Solo que Damen no se pone enfermo.
Y cuando se clavó la espina del tallo de la rosa hace un rato, yo misma pude comprobar cómo sanaba la herida delante de mis narices.
Sin embargo, quizá tendría que empezar a llamar a los hospitales… solo para estar segura.
Damen jamás iría a un hospital. Lo vería como una señal de debilidad, de derrota. Es mucho más probable que se arrastrara como un animal herido y se escondiera en algún lugar en el que pudiera estar solo.
Solo que Damen no tiene heridas, porque estas se curan al instante. Además, jamás se arrastraría hasta ningún sitio sin decírmelo primero.
Con todo, también estaba convencida de que jamás se iría en el coche sin mí, pero tal y como han ido las cosas…
Registro sus cajones en busca de las Páginas Amarillas… otra de las cosas que utiliza en su esfuerzo por parecer normal.

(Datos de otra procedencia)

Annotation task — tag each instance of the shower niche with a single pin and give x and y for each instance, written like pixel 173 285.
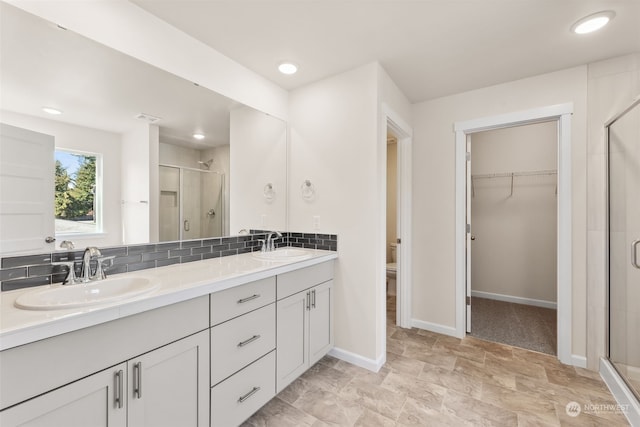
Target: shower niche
pixel 192 204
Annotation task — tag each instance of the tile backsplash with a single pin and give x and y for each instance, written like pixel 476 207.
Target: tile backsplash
pixel 35 270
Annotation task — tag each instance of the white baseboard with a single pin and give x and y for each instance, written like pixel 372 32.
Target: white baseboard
pixel 516 300
pixel 434 327
pixel 621 392
pixel 579 361
pixel 356 359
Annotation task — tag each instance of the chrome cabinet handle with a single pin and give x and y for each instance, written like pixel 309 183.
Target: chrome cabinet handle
pixel 634 253
pixel 253 391
pixel 247 299
pixel 250 340
pixel 137 380
pixel 117 389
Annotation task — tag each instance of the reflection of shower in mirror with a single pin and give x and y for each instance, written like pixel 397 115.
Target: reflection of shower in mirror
pixel 206 164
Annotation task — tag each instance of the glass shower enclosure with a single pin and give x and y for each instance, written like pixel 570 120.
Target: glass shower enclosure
pixel 623 145
pixel 191 203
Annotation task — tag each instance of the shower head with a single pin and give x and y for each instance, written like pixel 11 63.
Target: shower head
pixel 206 164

Porque, si bien es cierto que Damen nunca iría al hospital por voluntad propia, si se hubiera producido un accidente o cualquier otro incidente que escapara a su control, es posible que alguien lo hubiera llevado hasta allí sin su consentimiento.
Y, aunque eso contradice por completo la historia de Romsan (falsa, a buen seguro) de que vio a Damen largándose a toda prisa, no me impide llamar a todos los hospitales de Orange County, preguntar si Damen Auguste ha sido ingresado y acabar en el mismo punto.
Después de llamar al último hospital, pienso en telefonear a la policía, pero descarto la idea con rapidez. ¿Qué iba a decirles?» ¿Que mi novio inmortal de seiscientos años ha desaparecido?
Tendría la misma suerte recorriendo la autopista de la costa en busca de un BMW negro con los cristales tintados y un conductor guapísimo… la proverbial aguja en el pajar de Laguna Beach.
O… Bueno, siempre puedo quedarme aquí sentada, ya que él aparecerá tarde o temprano.
Mientras subo las escaleras hacia su habitación, me consuelo con la idea de que si no puedo estar con él, al menos puedo estar con sus cosas. Y cuando me acomodo en su sofá de terciopelo, contemplo las cosas que más aprecia con la esperanza de ser todavía una de ellas.